There are a lot of big things making some big headlines in the health space these past few weeks. We sought out some insight on the hottest stories of late from one of the most respected names in health and wellness, Dr. Melina Jampolis.
Many of us are bashing Paula Deen for her diet choices, raking Mitt Romney over the coals for acting like every other politician, or clamoring over reasons why Jillian Michaels decided to leave The Doctors. You might be shaking your head if you are one of the rare Americans who doesn’t really care who has diabetes, or who lied to the media, or who is keeping their personal decisions private. But, according to scientists from the University of California in Berkeley, gossip may be good for our health.
Gossip is defined as idle talk or rumor about the personal or private affairs of others. Gossip is also referred to as tattling or reporting someone who was caught in the act of doing something wrong. Often times we tell ourselves to leave it be, because our grandmother told us that if we don’t have anything nice to say about others we should just not say anything at all.

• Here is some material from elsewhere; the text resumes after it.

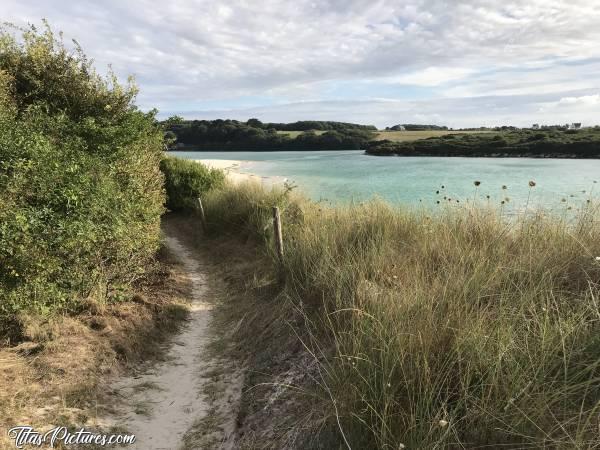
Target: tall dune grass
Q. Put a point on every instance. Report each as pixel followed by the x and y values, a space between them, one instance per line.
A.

The scientists of UC Berkeley set up several trials with volunteers to test the mental and physical effects of gossiping. Subjects were asked to watch two people playing a game, one of which who cheated. Subjects then had the decision to either let the next player know he or she was going to be playing with a cheater, or just let it pass. Results indicated that voicing the incidence of wrongdoings by others actually made them feel better by lowering their heart rates and calming their anxiety about the matter.